But it turns out that for many of us, “value” has taken on a very different meaning.

Wealth is about more than money

More than half of those surveyed said they’d take a lower-paying job for a company that “better represents personal values or interests”.

Perhaps money is not as important, or at least as central as it once was, when it comes to a sense of well being or security.

89% of respondents said they wanted fulfilling work, 85% said they wanted the respect of their colleagues and 84% said values guided their career.

42% of Americans are convinced that money allows, or at least facilitates freedom. Another 23% wanted the flexibility finances allow. 18% saw money as opening opportunity. Only 10% saw money as a barometer of achievement.

At one level, money is all about the numbers.

But for some, the “bottom line” is only the beginning.

If money, at its most basic, is how we “pay” for things – money is at root, all about recognition and attention.

The retirement horizon

Whatever our age or career position, we are all irreversibly headed for that one destination; retirement.

But how ready are most of us for it?

One generally agreed-upon rule of thumb for what a person might need to retire comfortably is 10 times their pre-retirement-age annual income.

In other words, if you make $45,000 each year, you should have somewhere in the neighborhood of $450,000 in reserve for your retirement.

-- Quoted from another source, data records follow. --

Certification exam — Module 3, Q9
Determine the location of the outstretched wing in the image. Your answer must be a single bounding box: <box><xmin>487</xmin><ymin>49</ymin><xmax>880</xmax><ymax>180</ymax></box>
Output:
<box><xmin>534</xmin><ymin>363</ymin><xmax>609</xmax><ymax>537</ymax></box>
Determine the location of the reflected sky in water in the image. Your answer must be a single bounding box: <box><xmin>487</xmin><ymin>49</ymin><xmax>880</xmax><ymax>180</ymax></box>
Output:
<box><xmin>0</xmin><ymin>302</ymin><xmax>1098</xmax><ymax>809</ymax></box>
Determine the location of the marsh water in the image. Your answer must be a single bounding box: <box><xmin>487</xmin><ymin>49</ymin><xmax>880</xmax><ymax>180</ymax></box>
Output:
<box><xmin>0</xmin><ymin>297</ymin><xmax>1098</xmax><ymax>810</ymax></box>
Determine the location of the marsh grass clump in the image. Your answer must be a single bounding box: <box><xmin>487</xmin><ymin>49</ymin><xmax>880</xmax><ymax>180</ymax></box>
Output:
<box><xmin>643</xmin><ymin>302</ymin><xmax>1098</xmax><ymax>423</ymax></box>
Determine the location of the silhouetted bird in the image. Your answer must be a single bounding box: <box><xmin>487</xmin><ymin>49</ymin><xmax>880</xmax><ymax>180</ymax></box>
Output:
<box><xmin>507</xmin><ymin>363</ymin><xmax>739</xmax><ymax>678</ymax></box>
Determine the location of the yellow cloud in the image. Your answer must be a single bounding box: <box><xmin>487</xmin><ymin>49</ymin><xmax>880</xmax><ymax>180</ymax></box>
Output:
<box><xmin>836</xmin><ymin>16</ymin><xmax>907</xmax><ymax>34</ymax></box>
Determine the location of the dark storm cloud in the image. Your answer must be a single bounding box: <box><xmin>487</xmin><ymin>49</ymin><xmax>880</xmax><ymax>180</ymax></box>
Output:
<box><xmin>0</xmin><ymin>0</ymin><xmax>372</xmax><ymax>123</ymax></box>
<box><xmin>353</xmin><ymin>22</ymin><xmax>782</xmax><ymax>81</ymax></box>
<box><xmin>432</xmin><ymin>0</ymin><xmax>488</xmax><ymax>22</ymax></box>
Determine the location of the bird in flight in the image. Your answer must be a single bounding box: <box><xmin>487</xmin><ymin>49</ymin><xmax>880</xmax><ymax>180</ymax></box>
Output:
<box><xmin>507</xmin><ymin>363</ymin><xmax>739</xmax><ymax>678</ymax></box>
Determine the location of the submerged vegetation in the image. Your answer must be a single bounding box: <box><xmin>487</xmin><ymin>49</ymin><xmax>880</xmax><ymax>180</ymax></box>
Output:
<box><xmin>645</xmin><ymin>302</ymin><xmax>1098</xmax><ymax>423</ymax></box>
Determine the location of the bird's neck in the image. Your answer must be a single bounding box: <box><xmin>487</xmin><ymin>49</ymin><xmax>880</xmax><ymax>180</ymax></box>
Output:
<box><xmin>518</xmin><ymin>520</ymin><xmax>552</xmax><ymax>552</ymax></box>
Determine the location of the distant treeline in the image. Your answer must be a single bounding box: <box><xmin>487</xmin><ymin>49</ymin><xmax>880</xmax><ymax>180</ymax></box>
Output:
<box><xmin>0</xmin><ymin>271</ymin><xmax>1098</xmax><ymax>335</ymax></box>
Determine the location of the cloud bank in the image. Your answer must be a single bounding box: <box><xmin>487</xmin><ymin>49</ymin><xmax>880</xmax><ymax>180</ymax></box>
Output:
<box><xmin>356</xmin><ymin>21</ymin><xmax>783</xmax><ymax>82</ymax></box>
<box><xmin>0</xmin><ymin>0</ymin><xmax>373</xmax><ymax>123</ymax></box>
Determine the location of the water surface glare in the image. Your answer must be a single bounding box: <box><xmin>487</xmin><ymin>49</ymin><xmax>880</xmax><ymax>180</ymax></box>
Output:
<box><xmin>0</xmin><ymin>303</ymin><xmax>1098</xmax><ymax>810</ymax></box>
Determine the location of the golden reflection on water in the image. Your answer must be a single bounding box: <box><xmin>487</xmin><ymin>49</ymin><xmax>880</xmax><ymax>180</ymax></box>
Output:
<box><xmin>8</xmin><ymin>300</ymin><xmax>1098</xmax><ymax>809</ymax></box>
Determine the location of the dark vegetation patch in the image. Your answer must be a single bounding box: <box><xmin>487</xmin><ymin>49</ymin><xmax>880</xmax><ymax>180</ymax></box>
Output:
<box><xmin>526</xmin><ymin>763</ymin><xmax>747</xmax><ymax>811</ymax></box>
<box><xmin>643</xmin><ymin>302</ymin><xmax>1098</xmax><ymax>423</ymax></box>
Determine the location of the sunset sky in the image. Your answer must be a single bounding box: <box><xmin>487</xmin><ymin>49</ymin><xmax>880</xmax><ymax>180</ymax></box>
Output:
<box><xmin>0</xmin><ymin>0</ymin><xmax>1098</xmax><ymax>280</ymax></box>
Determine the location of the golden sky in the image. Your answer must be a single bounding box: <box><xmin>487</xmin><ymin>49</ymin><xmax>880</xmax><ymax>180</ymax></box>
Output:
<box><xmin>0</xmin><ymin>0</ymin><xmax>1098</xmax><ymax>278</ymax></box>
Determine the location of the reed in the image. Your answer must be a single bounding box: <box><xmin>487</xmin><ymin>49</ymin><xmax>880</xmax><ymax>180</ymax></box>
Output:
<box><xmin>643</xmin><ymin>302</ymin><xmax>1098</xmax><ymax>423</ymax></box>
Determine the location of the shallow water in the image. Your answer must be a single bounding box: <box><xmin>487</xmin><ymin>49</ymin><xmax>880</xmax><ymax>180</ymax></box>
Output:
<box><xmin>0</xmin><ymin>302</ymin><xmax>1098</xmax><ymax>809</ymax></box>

More than half of us, according to a another recent survey respondents in or nearing retirement say they have less than $250,000 saved.

In most situations, $250,000 is a lot of money, but stretched over ten – or twenty – years, it’s not very much. Over ten years, that adds up to just under $70 a day. Over twenty years, its about $35 dollars a day.

An 8% rate of inflation, especially over time, can make a dramatic cut in our ability to pay our daily bills. Or keep our homes.

It’s not exact, but 8% times 12 years is right up against 100%.

But many of us have nowhere near that much in savings. According to a series of recent surveys, 22% of Americans have only $1,000 to $5,000 in savings. 51% of Americans have $5,000 or less in savings, while 35% have $1,000 or less. The average American’s monthly expenses are about $5,100 – and that’s not enough to cover an emergency.

And, as I can say from experience, emergencies are most likely to come when we least expect them – and generally cost far more than we might anticipate.

Replacing that dying appliance or repairing a car can demolish the best financial intentions – and budget. A savings account set aside for emergencies is your best buffer against these unforeseen events.

51% of Americans had less than three months’ worth of living expenses in their emergency funds, according to a Bankrate survey. That includes 25% who said they had no emergency savings at all.

No matter how old you are, start, or keep, saving.

There’s an old saying that budgeting is planning where your money goes instead of wondering where it went.

Just keeping track of your spending – and attempting to plan for future spending and saving can make a world of difference in your financial – and mental – well being.